Na segunda parte entrou melhor o Louletano que rondou a baliza do Farense durante alguns minutos, período que os da casa aproveitaram para sair em velocidade, muitas vezes por intermédio de Adérito, que no entanto em boa parte dos lances não definiu bem as jogadas o que deixou Kéu algumas vezes aborrecido com o seu colega de equipa por não lhe fazer a bola chegar aos pés.
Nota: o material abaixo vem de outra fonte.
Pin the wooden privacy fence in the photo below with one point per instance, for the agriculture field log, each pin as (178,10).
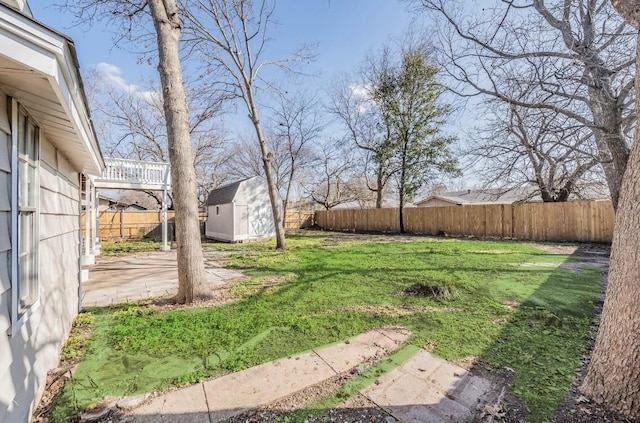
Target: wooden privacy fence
(294,220)
(574,221)
(129,224)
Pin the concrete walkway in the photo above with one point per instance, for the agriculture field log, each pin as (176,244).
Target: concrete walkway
(423,389)
(141,276)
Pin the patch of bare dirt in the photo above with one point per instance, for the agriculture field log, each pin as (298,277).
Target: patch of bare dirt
(356,409)
(56,378)
(388,310)
(576,407)
(500,404)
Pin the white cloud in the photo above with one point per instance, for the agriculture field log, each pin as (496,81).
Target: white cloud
(362,97)
(112,75)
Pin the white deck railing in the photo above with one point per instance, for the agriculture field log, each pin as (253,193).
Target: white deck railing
(136,172)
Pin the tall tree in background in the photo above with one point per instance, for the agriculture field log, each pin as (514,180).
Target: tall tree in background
(231,37)
(537,148)
(572,57)
(613,375)
(164,14)
(407,94)
(354,107)
(333,176)
(132,125)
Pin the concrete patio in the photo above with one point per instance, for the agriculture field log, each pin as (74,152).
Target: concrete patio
(141,276)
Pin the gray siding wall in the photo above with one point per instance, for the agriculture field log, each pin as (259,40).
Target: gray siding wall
(26,357)
(254,194)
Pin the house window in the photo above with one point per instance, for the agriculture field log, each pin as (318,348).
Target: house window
(27,135)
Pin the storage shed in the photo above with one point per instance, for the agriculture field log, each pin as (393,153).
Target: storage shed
(240,211)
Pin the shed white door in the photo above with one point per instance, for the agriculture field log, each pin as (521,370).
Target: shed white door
(258,220)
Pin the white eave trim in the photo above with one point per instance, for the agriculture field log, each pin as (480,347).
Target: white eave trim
(49,53)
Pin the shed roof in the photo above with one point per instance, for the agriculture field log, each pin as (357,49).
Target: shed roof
(224,194)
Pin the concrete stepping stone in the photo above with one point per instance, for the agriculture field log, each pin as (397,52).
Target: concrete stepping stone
(428,389)
(218,399)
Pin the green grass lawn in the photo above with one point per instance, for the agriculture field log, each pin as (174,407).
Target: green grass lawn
(335,289)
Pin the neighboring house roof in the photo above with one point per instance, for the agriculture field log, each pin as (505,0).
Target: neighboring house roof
(43,74)
(488,196)
(226,193)
(136,206)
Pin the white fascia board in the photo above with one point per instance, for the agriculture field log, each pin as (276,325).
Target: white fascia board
(74,106)
(48,53)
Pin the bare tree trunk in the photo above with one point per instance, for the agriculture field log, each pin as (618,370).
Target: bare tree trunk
(379,189)
(613,376)
(191,275)
(281,243)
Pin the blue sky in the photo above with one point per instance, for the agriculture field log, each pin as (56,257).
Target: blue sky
(344,31)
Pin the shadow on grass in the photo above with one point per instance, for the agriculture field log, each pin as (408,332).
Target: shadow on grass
(535,355)
(541,341)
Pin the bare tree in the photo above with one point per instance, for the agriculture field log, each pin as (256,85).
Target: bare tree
(134,126)
(353,106)
(333,178)
(296,123)
(535,146)
(408,95)
(165,18)
(231,36)
(573,57)
(613,375)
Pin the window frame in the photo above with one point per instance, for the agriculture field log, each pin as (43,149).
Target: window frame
(19,314)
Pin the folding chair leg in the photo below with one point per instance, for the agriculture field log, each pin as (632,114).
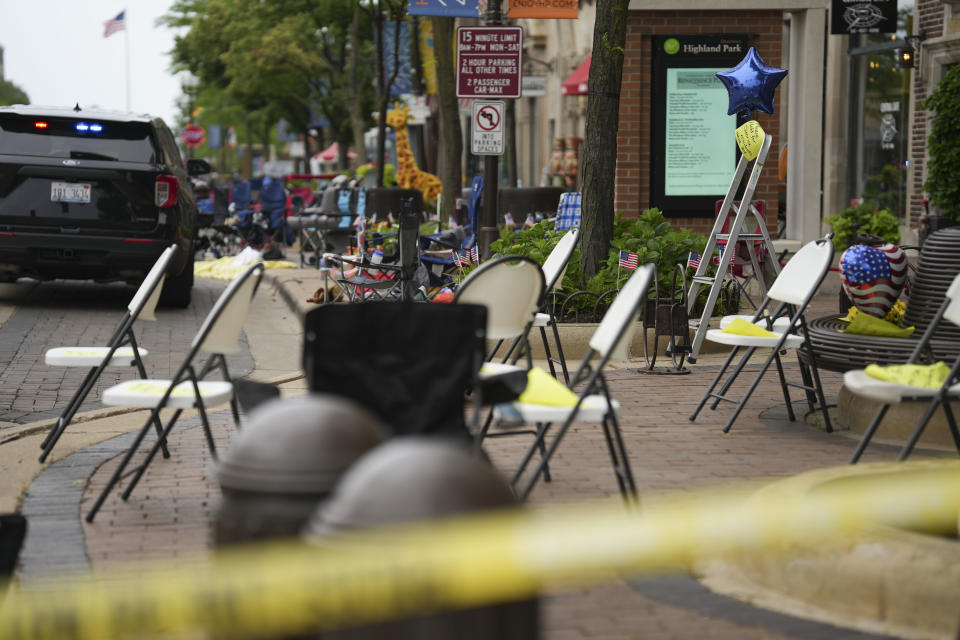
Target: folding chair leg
(146,463)
(560,356)
(538,444)
(54,434)
(786,391)
(496,347)
(541,434)
(618,460)
(119,471)
(732,378)
(915,436)
(234,406)
(546,351)
(544,460)
(868,434)
(713,385)
(753,386)
(818,387)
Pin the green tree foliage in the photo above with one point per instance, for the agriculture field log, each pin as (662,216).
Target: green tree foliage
(943,168)
(863,218)
(278,59)
(12,94)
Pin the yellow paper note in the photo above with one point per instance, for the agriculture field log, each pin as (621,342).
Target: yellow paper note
(741,327)
(544,389)
(750,138)
(931,376)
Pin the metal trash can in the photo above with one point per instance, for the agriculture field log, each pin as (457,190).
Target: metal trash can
(289,457)
(416,478)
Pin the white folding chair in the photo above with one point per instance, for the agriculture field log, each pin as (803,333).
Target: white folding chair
(594,404)
(511,288)
(793,289)
(554,268)
(862,384)
(121,349)
(218,335)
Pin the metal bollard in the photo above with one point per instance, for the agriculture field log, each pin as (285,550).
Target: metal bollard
(288,457)
(415,478)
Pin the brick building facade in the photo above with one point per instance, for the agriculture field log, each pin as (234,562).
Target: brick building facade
(765,29)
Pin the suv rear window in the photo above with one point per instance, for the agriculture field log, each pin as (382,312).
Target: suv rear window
(76,138)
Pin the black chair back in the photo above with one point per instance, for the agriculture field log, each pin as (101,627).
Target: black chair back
(409,363)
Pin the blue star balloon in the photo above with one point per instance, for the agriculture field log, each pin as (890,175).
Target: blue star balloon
(751,84)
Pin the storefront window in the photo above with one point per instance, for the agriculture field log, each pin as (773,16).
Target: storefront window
(877,153)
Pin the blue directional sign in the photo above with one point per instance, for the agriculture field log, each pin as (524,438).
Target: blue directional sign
(444,8)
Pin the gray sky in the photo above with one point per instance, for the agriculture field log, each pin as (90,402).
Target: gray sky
(55,51)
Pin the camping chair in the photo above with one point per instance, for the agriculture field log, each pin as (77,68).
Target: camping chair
(593,402)
(218,335)
(442,260)
(121,349)
(363,281)
(410,364)
(793,290)
(512,289)
(862,384)
(554,268)
(568,212)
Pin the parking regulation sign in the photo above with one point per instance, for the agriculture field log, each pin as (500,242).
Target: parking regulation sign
(489,62)
(487,127)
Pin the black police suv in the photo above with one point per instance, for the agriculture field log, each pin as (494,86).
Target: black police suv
(96,195)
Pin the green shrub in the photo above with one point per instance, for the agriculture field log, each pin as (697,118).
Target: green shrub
(943,168)
(649,236)
(863,218)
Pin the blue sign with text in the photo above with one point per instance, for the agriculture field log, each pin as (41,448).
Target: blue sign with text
(444,8)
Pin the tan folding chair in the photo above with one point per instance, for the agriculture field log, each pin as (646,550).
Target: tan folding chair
(218,336)
(121,350)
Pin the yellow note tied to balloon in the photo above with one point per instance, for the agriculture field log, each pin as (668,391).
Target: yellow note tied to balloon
(750,138)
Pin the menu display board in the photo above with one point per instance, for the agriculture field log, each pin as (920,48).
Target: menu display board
(693,151)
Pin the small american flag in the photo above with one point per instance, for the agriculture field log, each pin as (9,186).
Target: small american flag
(113,25)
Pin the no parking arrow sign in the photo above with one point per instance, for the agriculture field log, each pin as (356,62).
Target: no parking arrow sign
(487,126)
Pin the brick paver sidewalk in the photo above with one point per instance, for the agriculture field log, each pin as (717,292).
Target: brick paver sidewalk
(171,510)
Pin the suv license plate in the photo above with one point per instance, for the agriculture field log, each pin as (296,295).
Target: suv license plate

O ponta de lança do Farense teve uma partida discreta, poucas vezes a bola lhe chegou e quando isso aconteceu foi em zonas mais recuadas do terreno ou em situações de difícil controlo de bola. A 15 minutos do final acontecia a melhor situação do jogo para o Louletano, em tudo semelhante à desperdiçada pelo Farense na primeira metade do jogo, Gary surgiu numa posição priveligiada dentra da área, atirou para a defesa incompleta de Serrão e na recarga, o central Fausto atiraria por cima da barra. O Farense respondeu de seguida com um remate à meia volta de Kéu que saíu um pouco por cima da barra. Nos 5 minutos finais, o caso do jogo, cruzamento da direita do ataque

farense e Adérito na pequena área do Louletano a desviar para as redes. Festejou-se o golo, mas o árbitro Nuno Almeida levantou o braço e mostrou o cartão amarelo a Adérito por este ter jogado a bola com a mão. Nas bancadas junto da baliza onde ocorreu o lance dizia-se que tinha sido legal o lance, o que é certo é que o árbitro foi peremptório a assinalar a falta e o jogador do Farense não protestou.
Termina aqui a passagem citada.